Now, it turns out, for a mere $100+ or so you can have a machine that does it all for you. Counts out the pills, spits them into a little cup, rings a bell when it’s time to pop another, calls your family if you skip something. When technology can address an issue, count on someone to perfect it. Even if its complexity boggles the mind.

Actually, for aging adults who must rely on a whole bunch of pills, these devices turn out to be a real boon. We learned this in a news release just out from the Center for Technology and Aging, through its Medication Optimization Position Paper, which is far more useful than its tongue-twisting name would have you believe.

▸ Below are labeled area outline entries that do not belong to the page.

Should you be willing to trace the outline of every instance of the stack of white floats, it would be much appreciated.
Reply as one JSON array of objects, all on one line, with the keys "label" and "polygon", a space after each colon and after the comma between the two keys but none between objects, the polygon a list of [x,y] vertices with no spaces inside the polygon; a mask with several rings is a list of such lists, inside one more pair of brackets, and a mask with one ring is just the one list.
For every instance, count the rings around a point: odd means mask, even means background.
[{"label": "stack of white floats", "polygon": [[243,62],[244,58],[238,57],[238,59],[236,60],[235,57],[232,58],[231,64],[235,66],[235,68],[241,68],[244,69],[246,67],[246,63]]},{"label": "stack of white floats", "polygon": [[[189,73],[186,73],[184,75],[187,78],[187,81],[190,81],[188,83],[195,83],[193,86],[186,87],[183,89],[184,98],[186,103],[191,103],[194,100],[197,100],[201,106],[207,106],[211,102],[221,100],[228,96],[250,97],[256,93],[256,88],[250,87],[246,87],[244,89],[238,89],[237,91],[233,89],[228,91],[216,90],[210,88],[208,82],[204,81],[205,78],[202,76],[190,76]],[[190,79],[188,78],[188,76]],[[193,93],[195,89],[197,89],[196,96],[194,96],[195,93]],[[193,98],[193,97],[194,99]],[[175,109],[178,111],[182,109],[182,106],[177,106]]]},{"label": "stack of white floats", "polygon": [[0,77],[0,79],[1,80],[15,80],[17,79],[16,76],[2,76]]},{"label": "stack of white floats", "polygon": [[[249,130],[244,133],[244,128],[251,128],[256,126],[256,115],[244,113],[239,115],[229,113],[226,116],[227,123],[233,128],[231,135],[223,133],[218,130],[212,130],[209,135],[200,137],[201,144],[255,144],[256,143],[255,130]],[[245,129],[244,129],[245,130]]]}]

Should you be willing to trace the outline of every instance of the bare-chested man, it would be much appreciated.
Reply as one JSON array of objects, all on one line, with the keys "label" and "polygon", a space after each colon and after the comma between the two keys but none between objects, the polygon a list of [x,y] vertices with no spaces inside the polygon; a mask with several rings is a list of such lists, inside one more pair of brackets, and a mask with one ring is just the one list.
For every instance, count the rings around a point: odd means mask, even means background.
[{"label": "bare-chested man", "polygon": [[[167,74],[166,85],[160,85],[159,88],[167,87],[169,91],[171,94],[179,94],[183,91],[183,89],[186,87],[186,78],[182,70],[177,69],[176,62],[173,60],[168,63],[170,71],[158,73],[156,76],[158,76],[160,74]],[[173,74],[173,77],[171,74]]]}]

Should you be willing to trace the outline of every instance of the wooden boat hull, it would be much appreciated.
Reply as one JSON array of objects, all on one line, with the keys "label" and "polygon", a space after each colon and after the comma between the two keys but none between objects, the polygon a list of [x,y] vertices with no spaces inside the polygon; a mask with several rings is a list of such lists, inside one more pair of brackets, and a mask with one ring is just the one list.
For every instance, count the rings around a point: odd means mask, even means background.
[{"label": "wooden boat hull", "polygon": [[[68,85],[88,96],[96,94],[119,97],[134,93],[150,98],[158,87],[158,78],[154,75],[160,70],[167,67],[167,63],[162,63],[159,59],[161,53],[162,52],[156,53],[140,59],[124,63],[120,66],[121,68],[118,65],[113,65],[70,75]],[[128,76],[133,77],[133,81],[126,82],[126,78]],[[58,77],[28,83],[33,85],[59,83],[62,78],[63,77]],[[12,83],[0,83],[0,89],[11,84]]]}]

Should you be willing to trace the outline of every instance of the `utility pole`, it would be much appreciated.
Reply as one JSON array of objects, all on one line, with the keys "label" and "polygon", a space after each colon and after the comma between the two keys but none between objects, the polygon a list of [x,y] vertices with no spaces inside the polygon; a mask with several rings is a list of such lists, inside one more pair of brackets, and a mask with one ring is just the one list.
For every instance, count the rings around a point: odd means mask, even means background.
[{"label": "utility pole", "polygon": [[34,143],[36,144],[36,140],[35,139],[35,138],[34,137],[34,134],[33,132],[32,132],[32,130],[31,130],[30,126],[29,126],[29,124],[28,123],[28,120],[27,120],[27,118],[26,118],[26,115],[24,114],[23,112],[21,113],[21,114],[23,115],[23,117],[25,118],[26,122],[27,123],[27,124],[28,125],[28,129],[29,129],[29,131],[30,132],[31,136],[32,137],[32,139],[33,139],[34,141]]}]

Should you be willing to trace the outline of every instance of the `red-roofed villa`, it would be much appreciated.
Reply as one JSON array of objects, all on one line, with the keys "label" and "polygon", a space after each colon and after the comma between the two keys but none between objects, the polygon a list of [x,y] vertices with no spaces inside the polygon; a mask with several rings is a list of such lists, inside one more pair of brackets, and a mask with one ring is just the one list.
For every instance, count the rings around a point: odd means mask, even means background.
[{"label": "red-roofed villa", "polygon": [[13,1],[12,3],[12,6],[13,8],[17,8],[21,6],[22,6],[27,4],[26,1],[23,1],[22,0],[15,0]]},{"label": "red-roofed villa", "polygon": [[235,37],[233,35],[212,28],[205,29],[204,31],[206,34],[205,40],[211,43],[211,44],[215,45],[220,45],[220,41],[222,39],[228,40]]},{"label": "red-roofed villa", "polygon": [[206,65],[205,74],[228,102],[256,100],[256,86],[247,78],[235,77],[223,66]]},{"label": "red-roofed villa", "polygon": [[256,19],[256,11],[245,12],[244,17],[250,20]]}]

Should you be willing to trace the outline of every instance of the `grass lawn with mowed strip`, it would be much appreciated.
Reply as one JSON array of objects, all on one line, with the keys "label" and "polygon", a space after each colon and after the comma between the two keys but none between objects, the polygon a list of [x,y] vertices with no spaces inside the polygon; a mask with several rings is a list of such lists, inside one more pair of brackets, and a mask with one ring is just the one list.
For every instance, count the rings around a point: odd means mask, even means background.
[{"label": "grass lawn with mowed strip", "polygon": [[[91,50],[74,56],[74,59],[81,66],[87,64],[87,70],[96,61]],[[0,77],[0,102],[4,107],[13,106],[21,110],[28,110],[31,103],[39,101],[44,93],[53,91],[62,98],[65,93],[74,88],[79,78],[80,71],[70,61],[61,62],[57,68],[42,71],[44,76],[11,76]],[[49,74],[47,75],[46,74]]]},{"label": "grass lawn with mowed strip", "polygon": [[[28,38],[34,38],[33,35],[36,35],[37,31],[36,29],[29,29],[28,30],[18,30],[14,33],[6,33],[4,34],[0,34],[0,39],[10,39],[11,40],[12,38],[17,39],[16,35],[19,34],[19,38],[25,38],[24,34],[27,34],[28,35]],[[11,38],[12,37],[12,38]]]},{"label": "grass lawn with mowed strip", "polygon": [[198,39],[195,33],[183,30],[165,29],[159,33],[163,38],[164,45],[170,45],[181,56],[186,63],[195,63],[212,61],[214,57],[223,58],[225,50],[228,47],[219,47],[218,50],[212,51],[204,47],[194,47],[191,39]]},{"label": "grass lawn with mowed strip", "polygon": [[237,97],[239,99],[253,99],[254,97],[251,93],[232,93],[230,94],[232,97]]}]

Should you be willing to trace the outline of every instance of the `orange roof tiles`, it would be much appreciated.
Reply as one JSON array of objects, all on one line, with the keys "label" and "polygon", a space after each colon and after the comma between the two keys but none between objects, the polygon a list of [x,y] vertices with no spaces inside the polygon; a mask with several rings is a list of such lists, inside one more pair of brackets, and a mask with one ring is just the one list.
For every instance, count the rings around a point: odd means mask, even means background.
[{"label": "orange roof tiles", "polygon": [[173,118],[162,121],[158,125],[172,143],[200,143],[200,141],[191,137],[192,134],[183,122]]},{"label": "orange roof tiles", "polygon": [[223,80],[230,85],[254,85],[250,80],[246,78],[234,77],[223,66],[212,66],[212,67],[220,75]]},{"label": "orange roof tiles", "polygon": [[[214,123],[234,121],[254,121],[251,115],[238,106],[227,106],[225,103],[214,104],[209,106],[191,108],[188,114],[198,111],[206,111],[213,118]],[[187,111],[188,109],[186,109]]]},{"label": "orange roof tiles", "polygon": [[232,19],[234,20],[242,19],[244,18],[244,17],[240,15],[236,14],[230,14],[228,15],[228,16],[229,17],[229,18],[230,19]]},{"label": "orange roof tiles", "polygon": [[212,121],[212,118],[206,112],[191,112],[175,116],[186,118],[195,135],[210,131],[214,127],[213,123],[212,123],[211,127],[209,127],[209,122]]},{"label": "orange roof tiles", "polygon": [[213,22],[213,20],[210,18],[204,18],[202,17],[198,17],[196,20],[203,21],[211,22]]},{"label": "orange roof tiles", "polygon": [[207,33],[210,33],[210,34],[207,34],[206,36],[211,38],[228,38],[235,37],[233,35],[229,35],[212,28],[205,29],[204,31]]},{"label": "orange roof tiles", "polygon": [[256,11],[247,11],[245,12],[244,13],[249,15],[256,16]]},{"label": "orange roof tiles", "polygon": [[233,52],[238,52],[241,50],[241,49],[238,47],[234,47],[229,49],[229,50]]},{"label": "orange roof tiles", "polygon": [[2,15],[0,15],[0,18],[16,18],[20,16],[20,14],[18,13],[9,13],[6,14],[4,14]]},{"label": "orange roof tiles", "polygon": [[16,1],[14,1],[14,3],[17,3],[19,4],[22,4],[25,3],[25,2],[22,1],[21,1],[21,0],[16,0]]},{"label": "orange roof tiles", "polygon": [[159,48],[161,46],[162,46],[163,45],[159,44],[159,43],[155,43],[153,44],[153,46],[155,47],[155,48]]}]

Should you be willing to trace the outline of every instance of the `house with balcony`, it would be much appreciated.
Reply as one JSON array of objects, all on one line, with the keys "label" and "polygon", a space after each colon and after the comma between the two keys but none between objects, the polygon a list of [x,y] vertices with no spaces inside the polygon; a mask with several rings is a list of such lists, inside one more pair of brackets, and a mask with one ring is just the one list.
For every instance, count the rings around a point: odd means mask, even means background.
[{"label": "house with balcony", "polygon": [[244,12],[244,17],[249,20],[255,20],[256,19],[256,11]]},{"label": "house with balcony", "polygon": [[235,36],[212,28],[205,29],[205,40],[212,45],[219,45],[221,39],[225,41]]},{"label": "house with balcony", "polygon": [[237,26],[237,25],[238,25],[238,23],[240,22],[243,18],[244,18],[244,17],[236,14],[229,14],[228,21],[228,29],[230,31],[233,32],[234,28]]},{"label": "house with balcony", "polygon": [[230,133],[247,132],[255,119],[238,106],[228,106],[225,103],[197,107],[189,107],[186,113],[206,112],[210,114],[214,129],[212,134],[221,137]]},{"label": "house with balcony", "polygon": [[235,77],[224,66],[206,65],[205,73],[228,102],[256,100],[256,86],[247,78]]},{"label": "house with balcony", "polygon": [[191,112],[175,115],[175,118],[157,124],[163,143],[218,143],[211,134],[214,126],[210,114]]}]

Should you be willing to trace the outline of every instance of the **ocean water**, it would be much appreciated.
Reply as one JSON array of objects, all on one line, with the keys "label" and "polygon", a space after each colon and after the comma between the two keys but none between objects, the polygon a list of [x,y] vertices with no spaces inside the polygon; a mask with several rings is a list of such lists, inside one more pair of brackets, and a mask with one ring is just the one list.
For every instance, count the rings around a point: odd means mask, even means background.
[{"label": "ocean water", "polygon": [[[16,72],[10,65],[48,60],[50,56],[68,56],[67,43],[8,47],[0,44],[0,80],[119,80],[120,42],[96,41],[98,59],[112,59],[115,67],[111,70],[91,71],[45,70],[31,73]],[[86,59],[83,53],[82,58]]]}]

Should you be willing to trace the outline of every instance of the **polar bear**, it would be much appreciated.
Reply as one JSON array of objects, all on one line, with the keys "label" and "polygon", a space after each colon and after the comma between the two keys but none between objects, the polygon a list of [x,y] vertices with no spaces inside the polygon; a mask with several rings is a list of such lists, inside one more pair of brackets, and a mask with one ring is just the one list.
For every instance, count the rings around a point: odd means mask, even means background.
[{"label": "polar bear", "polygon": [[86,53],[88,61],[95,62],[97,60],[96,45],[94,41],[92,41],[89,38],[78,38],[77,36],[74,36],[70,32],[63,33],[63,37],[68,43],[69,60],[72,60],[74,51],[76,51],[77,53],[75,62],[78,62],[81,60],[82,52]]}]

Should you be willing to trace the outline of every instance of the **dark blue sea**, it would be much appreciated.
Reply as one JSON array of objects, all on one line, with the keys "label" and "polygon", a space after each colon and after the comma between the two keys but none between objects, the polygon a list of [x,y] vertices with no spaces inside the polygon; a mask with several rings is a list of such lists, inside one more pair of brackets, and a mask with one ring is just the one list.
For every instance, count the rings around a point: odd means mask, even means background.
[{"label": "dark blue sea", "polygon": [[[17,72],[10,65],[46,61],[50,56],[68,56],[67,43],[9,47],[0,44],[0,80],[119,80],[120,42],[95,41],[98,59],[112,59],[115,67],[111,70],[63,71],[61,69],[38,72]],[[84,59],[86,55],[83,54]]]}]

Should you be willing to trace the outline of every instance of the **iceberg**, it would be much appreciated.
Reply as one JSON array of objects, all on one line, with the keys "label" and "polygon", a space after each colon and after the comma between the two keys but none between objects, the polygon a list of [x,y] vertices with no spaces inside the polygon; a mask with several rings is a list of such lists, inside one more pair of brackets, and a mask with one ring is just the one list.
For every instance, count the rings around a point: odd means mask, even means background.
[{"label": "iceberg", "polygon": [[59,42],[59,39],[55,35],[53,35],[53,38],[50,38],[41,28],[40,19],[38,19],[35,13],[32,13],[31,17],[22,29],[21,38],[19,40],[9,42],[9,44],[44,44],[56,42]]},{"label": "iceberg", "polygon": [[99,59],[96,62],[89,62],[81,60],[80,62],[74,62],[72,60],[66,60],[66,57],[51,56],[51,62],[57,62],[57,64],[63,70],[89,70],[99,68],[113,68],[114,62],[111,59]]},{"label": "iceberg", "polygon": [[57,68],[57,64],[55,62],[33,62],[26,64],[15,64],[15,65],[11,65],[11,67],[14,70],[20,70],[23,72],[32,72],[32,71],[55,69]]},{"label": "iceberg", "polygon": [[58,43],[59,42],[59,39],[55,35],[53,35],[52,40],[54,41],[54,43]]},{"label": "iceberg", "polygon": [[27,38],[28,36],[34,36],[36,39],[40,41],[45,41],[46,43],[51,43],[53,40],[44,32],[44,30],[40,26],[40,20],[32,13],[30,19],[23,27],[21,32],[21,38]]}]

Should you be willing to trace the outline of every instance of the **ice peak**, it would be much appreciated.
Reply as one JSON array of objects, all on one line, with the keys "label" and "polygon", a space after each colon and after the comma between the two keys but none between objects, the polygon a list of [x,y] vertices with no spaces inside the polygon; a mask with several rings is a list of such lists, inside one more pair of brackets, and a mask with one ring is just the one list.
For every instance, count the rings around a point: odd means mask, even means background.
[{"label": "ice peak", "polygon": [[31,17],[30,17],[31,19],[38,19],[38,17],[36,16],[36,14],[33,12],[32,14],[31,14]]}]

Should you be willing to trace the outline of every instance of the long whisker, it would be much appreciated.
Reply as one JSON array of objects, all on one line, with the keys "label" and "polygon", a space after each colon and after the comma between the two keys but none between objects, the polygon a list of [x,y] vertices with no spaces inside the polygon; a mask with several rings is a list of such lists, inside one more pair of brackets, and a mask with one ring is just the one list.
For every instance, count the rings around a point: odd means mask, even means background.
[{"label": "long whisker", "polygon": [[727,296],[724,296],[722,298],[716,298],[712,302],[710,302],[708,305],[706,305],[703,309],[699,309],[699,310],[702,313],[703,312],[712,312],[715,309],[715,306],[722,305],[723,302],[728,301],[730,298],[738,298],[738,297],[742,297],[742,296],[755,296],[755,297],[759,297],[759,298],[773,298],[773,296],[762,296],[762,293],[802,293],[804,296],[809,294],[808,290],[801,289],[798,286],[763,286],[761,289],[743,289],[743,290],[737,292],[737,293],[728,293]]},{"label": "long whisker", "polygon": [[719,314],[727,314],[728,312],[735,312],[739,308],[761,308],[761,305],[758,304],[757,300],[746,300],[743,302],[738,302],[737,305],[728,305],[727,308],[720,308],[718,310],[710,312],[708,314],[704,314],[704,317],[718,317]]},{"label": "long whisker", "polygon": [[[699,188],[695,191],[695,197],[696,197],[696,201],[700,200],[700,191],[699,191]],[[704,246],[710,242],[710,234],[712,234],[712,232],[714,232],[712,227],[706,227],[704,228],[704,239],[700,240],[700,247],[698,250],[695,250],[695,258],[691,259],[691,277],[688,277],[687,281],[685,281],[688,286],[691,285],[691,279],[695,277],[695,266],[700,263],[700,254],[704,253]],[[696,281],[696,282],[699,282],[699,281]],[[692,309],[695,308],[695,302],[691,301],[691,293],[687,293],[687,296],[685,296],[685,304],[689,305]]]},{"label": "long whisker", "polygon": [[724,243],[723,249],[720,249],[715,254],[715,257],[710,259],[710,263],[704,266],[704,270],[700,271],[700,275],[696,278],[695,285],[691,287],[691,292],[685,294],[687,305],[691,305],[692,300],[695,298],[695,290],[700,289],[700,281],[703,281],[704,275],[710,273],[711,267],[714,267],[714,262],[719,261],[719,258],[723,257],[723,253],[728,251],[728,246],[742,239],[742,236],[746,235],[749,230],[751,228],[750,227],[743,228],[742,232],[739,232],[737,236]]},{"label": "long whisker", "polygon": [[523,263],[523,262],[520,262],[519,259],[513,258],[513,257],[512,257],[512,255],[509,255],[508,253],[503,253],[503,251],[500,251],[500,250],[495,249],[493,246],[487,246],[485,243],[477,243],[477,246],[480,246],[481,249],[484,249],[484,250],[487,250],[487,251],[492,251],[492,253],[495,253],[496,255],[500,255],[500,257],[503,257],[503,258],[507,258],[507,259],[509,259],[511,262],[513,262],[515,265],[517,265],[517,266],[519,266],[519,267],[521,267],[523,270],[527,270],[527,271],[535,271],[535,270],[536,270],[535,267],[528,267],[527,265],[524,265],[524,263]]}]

The Center for Technology and Aging, a non-profit organization that was founded in 2009 with a grant from The SCAN Foundation (www.thescanfoundation.org,) is affiliated with the Public Health Institute (www.phi.org). It aims to find and advance technologies that help older adults stay independent and lead healthier lives — including technology for monitoring patients, for helping with tasks, social networking… and keeping track of pills.

It turns out, there are pill-counting wonders of every sort and price range. So if you can’t remember which vitamin comes before which super-drug, or you think Mom and Dad won’t remember, there’s a tech-app for that.